- From: Charles McCathieNevile <charles@w3.org>
- Date: Mon, 21 Aug 2000 20:14:26 -0400 (EDT)
- To: Ian Jacobs <ij@w3.org>
- cc: Eric Hansen <ehansen7@hotmail.com>, w3c-wai-ua@w3.org
Errrm, we are requiring the DOM as the API that User Agents support for HTML/XML. Over the last couple of months (if I recall correctly, and I may be wrong) we in fact decided against requiring other forms of access, becuase the DOM was sufficient). Effectively that means that either assistive technologies implement the relevant bits of the DOM, or they simply ignore the guidelines and do their own thing in conjunction with manufacturers of user agents, doesn't it? Charles McCN On Mon, 21 Aug 2000, Ian Jacobs wrote: Eric and I just finished a conversation about his proposals and I would like to summarize what I believe to be our agreement about the proposals.
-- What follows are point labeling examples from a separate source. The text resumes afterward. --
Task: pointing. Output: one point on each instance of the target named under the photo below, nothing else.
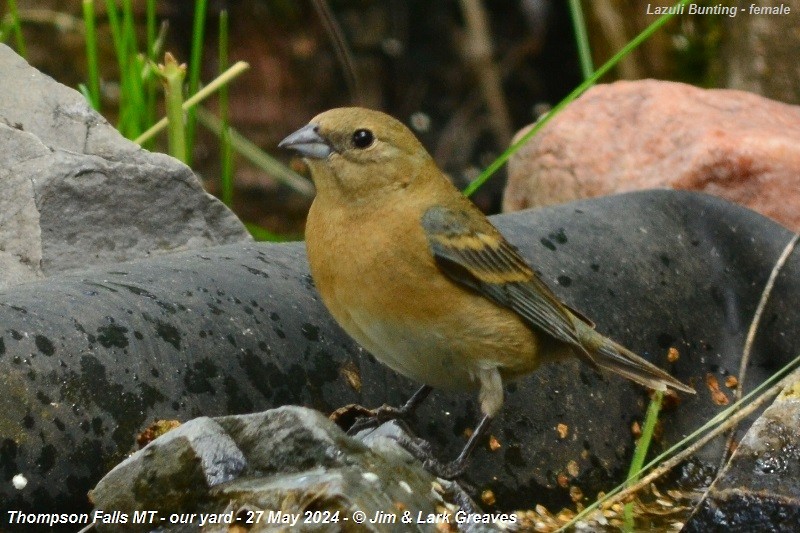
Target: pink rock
(628, 136)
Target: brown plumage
(415, 273)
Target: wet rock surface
(759, 487)
(89, 359)
(289, 466)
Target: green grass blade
(172, 75)
(599, 73)
(93, 69)
(16, 26)
(581, 38)
(257, 156)
(226, 153)
(195, 66)
(640, 453)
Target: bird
(414, 272)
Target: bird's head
(356, 153)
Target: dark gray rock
(758, 489)
(288, 464)
(76, 193)
(88, 359)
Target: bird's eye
(362, 138)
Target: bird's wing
(471, 252)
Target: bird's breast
(381, 284)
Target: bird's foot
(422, 451)
(361, 418)
(375, 417)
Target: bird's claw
(376, 417)
(421, 450)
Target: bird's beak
(308, 142)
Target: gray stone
(173, 471)
(89, 359)
(290, 462)
(759, 488)
(76, 193)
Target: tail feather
(615, 358)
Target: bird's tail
(609, 355)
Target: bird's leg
(454, 468)
(385, 412)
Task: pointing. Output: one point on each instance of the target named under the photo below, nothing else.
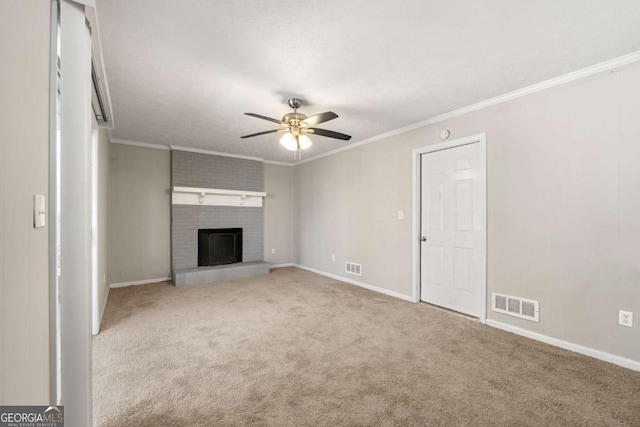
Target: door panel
(451, 220)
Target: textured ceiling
(184, 72)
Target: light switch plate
(39, 211)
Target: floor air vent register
(516, 306)
(353, 268)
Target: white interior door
(452, 247)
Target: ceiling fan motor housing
(295, 103)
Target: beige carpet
(295, 348)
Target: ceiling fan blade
(320, 118)
(263, 133)
(329, 133)
(264, 118)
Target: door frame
(480, 139)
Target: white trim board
(357, 283)
(556, 81)
(272, 162)
(288, 264)
(139, 144)
(103, 308)
(215, 153)
(140, 282)
(576, 348)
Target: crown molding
(215, 153)
(139, 144)
(271, 162)
(547, 84)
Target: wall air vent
(516, 306)
(353, 268)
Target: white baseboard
(139, 282)
(587, 351)
(288, 264)
(355, 282)
(104, 307)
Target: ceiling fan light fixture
(289, 142)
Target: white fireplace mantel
(216, 197)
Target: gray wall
(278, 214)
(138, 187)
(563, 207)
(24, 255)
(207, 171)
(103, 210)
(139, 216)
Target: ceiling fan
(296, 127)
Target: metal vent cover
(516, 306)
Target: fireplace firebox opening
(218, 246)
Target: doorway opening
(449, 225)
I am snipping all of the suggestions where we agreed to no change in the document. [snip] We agreed that not only should the document focus on general purpose user agents, that it is very unlikely that assistive technology developers will be interested in making conformance claims. Here is the question: if you are a component that is part of a conformance claim, do you have to satisfy all of the requirements of the document? In the simplest model, the answer is yes: you have to allow the user keyboard access to functionalities, content that is handled by the component has to be available through the DOM, the user interface needs to be controllable through an API, the user must be able to control styles, the documentation must conform to WCAG, etc. [There may be some checkpoints that wouldn't apply to individual components but only to the entirety of the subject of the claim. Which checkpoints are these?] [and in particular:] This means that an assistive technology that would be part of a claim would have to implement the DOM, etc. and this is not what we intend with this document. We don't prevent that, but the document is clearly not meant to make these requirements on assistive technologies. Proposed: Just make this clear in the abstract, the introduction, and in section 3 on conformance. Say clearly that these guidelines are not meant for evaluations of assistive technologies.